Restrictions on Transferability of Shares; Lack of Public Market
Other than upon termination of coverage and surrender to the Company, or pursuant to a sale or transfer approved by the Company, the Shares are not transferable to any other person or entity, nor may Shareholders directly or indirectly offer, sell, transfer, pledge, hypothecate or otherwise dispose of their Shares. None of the Shares have been registered under the Securities Act or under any state securities laws. The Shares will contain restrictive legends. Furthermore, there is no assurance that the restrictions on transfer will ever change or lapse. Accordingly, the Insureds should be prepared to bear the economic risk of retaining the Shares on a long-term basis.
Inability to Pay for Repurchase of Shares
The obligation of the Company to pay for surrendered Shares is subject to postponement and indefinite deferral in the sole judgment of the Board of Directors of the Company, and payments must be postponed whenever and for so long as provided by the Vermont Insurance Commissioner. Deferred payments remain at the risk of the Company’s business and are therefore subject to complete loss.
Limited Operating History
CPLIC is developing an operating history. Since it is not rated by any rating agency, Insureds must consider the risks and uncertainties related to investing in a business with only a limited operating history.
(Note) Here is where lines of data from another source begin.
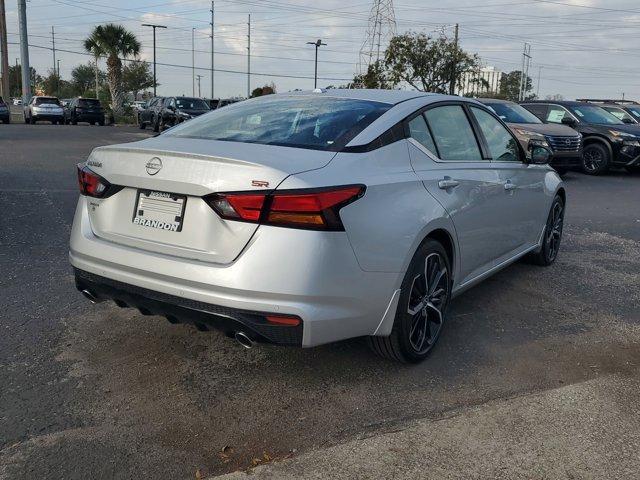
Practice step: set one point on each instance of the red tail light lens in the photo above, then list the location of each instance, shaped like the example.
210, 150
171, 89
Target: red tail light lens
91, 184
315, 209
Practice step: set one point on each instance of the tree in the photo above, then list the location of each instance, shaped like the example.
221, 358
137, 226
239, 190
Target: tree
137, 77
265, 90
376, 77
83, 79
113, 41
510, 86
427, 64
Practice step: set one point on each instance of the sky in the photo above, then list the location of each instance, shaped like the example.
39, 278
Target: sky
579, 48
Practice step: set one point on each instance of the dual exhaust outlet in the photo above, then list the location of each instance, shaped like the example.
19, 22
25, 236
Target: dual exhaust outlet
241, 337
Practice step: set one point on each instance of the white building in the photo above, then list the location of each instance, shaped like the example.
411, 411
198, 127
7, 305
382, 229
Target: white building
485, 80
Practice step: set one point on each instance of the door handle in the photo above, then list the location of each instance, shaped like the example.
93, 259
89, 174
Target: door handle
509, 186
448, 183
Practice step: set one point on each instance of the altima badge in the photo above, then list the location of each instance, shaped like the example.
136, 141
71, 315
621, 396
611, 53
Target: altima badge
153, 166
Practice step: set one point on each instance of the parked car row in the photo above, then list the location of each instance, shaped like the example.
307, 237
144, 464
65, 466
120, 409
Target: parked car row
591, 134
68, 111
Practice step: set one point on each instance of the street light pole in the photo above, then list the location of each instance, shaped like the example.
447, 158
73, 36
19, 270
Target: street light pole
318, 43
154, 52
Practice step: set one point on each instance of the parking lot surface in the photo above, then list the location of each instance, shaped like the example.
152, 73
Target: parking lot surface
94, 391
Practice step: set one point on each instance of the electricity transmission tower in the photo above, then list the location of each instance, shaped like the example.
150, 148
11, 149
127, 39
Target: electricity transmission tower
381, 28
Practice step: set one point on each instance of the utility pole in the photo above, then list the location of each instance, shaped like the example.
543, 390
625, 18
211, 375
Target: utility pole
24, 51
53, 47
212, 65
454, 64
539, 78
318, 43
524, 77
249, 57
154, 52
193, 61
199, 77
4, 55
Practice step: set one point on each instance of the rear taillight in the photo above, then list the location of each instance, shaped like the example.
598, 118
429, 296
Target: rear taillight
91, 184
315, 209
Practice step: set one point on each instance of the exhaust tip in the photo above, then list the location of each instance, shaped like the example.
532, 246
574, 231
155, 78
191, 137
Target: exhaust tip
244, 340
90, 296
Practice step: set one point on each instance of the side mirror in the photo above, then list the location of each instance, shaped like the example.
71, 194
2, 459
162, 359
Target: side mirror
540, 155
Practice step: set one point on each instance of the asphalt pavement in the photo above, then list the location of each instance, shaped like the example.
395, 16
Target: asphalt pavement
94, 391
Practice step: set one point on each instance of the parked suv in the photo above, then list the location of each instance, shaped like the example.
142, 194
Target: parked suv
149, 115
85, 110
5, 114
178, 109
563, 141
44, 108
608, 141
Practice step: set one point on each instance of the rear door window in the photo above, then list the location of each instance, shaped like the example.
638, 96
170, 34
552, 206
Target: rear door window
452, 134
502, 145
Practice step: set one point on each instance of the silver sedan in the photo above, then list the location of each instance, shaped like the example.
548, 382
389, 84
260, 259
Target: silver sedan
311, 217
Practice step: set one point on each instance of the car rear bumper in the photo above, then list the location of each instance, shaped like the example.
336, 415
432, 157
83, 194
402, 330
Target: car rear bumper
89, 117
312, 275
183, 310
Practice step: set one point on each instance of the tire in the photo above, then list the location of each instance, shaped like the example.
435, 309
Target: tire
552, 235
419, 320
595, 159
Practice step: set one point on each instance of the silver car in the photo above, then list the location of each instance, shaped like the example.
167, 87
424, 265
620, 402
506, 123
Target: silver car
44, 108
307, 218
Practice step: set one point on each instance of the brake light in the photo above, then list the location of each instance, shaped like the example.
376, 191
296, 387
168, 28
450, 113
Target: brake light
91, 184
315, 209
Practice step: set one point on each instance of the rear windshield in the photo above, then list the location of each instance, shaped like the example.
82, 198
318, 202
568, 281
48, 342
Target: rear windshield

Dependence on Qualified Personnel
As a fairly new insurance company, the Company is highly dependent upon its ability to retain qualified management. The Company has internal management personnel and also relies on the expertise of various consultants and third-party service providers. There can be no assurance that outside service providers and consultants will be able to achieve any particular result for the Company. The Board of Directors and the executive committee play a large role in overseeing the operation of the company.